Oh Yea, it's on TV now as were talking. It's going to get crazy. get ready to defend your self.


MOLON LABE


----------



## dwight55 (Nov 9, 2012)

I happened upon a website yesterday, . . . (don't recollect where, . . . ), . . . all the "comments" were from those all too willing to put the blame squarely on the "right wing conservative elements of society".

I had to leave, . . . didn't look back.

May God bless,
Dwight


----------



## SARGE7402 (Nov 18, 2012)

dwight55 said:


> I happened upon a website yesterday, . . . (don't recollect where, . . . ), . . . all the "comments" were from those all too willing to put the blame squarely on the "right wing conservative elements of society".
> 
> I had to leave, . . . didn't look back.
> 
> ...


One problem is his quotes that are being posted from his fb page sound like a lot of us


----------



## rice paddy daddy (Jul 17, 2012)

SARGE7402 said:


> too bad he didn't wait til they had passed him so he could have confronted them from behind. The sketch in one of the papers showed that the twit got behind him while he confronted Jared.
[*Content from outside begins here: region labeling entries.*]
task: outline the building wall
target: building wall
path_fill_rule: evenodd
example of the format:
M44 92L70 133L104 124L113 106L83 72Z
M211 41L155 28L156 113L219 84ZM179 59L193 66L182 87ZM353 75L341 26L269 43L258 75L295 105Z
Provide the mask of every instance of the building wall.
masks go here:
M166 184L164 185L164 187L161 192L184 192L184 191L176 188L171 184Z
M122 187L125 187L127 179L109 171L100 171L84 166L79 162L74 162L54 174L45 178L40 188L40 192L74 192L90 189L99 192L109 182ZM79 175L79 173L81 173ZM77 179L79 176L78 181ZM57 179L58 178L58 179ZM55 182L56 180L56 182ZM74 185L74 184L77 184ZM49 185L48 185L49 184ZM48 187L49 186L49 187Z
The report I heard (maybe on Hannity's radio show) was that the female was a short distance behind the male and pushing a shopping cart like an average shopper. I guess the armed citizen did not realize the two were a team.


----------



## Notsoyoung (Dec 2, 2013)

I heard that the CCW carrier didn't realize that the woman was with the guy when he confronted him. Notice that most news agencies don't even mention that an armed citizen confronted the two and that in fact he may have been the one that first wounded the guy. Has anyone EVER heard on one of the Network news agencies that a crime was prevented or ended by a legally armed citizen? 

I have no doubt in my mind that we are going to see another major push for more gun control, perhaps even by Executive Order.


----------



## Kauboy (May 12, 2014)

SARGE7402 said:


> One problem is his quotes that are being posted from his fb page sound like a lot of us


I made a handy diagram to set folks straight...


----------



## Piratesailor (Nov 9, 2012)

Harry corrupt Reid already jumped on the band wagon.


----------